Lloyds shares have jumped 65% since March
Lloyds Banking Group is prepared to pay a fee of close to £2.5bn to steer clear of the Government Asset Protection Scheme (GAPS), the BBC understands.
Lloyds believes it can survive without the GAPS and does not want the additional government influence which comes with the scheme.
The taxpayer already holds a 43% stake in the bank.
A decision on whether the arrangement goes ahead will be announced early next week, says the BBC's Nils Blythe.
The protection scheme, agreed in March, provides taxpayer guarantees against potential losses on some Lloyds assets.
The original idea was that the bank would pay for the guarantee by issuing new, non-voting shares that would give the taxpayer a majority stake in the troubled bank.
But Lloyds is currently talking to its major private sector shareholders about whether they will buy into a huge new share issue, in which the bank hopes to raise around £13bn - the biggest fund-raising of its kind to date, says BBC business correspondent Nils Blythe.

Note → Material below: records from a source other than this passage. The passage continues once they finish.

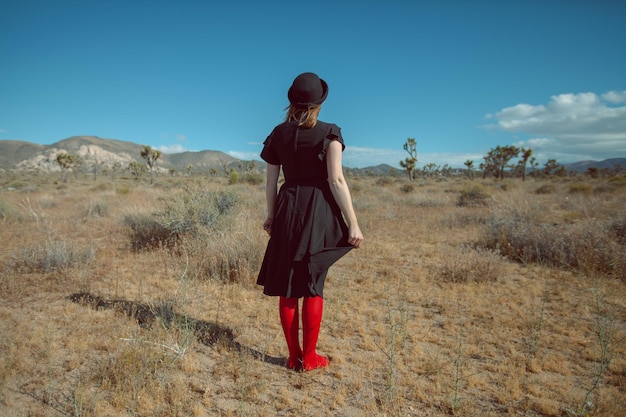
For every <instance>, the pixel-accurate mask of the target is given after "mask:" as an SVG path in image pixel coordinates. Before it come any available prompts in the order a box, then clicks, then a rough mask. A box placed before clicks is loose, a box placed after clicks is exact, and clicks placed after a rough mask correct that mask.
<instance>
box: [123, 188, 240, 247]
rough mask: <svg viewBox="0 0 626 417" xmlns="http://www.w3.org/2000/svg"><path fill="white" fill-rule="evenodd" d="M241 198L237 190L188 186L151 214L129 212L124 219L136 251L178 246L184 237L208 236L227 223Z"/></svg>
mask: <svg viewBox="0 0 626 417" xmlns="http://www.w3.org/2000/svg"><path fill="white" fill-rule="evenodd" d="M238 199H239V197H238V195H237V194H236V193H235V192H234V191H207V190H204V189H201V188H200V187H199V186H197V185H195V186H193V185H192V186H187V187H185V188H184V189H183V190H182V191H181V192H180V193H177V194H175V195H172V196H168V197H166V198H163V199H162V201H163V203H164V208H163V209H162V210H161V211H158V212H156V213H154V214H152V215H145V214H129V215H126V216H125V217H124V219H123V220H122V225H123V226H125V227H126V228H127V232H128V235H129V238H130V242H131V247H132V248H133V249H135V250H141V249H153V248H156V247H160V246H163V247H170V248H171V247H175V246H176V245H178V244H180V242H181V241H182V240H183V238H188V237H191V238H199V239H202V238H206V237H207V236H208V235H210V234H212V233H215V232H216V231H220V230H222V229H224V228H226V226H227V221H228V217H229V215H230V214H232V212H233V209H234V207H235V206H236V204H237V201H238Z"/></svg>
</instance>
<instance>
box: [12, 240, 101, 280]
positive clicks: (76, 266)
mask: <svg viewBox="0 0 626 417" xmlns="http://www.w3.org/2000/svg"><path fill="white" fill-rule="evenodd" d="M94 258H95V249H94V248H93V247H91V246H88V247H86V248H80V249H78V248H76V247H75V246H74V245H72V244H70V243H67V242H66V241H65V240H54V239H49V240H47V241H46V242H45V243H43V244H41V245H37V246H34V247H30V248H24V249H22V250H20V251H18V252H16V253H14V254H12V255H11V256H10V258H9V260H8V267H9V268H10V269H11V270H14V271H17V272H21V273H44V274H49V273H53V272H59V271H61V272H63V271H67V270H69V269H70V268H75V267H79V266H82V265H85V264H87V263H89V262H90V261H91V260H93V259H94Z"/></svg>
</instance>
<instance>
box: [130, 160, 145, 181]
mask: <svg viewBox="0 0 626 417" xmlns="http://www.w3.org/2000/svg"><path fill="white" fill-rule="evenodd" d="M128 170H129V171H130V173H131V174H133V177H135V179H139V177H141V176H142V175H143V173H144V172H146V166H145V165H144V164H142V163H141V162H137V161H133V162H131V163H130V164H128Z"/></svg>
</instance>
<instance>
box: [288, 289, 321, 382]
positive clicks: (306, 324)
mask: <svg viewBox="0 0 626 417" xmlns="http://www.w3.org/2000/svg"><path fill="white" fill-rule="evenodd" d="M278 307H279V308H278V309H279V312H280V322H281V324H282V327H283V333H284V334H285V340H286V341H287V347H288V349H289V360H288V361H287V366H288V367H289V368H291V369H299V368H300V366H302V369H304V370H305V371H312V370H313V369H318V368H324V367H326V366H328V358H326V357H324V356H321V355H318V354H317V351H316V347H317V339H318V337H319V332H320V326H321V323H322V313H323V311H324V299H323V298H322V297H305V298H304V301H303V303H302V342H303V344H302V348H300V336H299V331H300V320H299V317H298V299H297V298H287V297H280V301H279V304H278Z"/></svg>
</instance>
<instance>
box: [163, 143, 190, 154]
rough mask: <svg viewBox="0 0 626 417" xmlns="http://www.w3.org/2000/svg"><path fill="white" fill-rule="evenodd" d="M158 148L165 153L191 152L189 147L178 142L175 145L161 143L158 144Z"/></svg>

In addition, Lloyds will issue new bonds which will bring the total fund raising to more than £20bn.
With the extra cash raised by private shareholders, Lloyds feels it would then be in a position to decline additional government protection.
The £2.5bn fee would be in recognition of the guarantees provided by the GAPS since March.
Lloyds has been struggling since it bought HBOS last September. HBOS made a record loss in 2008 of almost £11bn.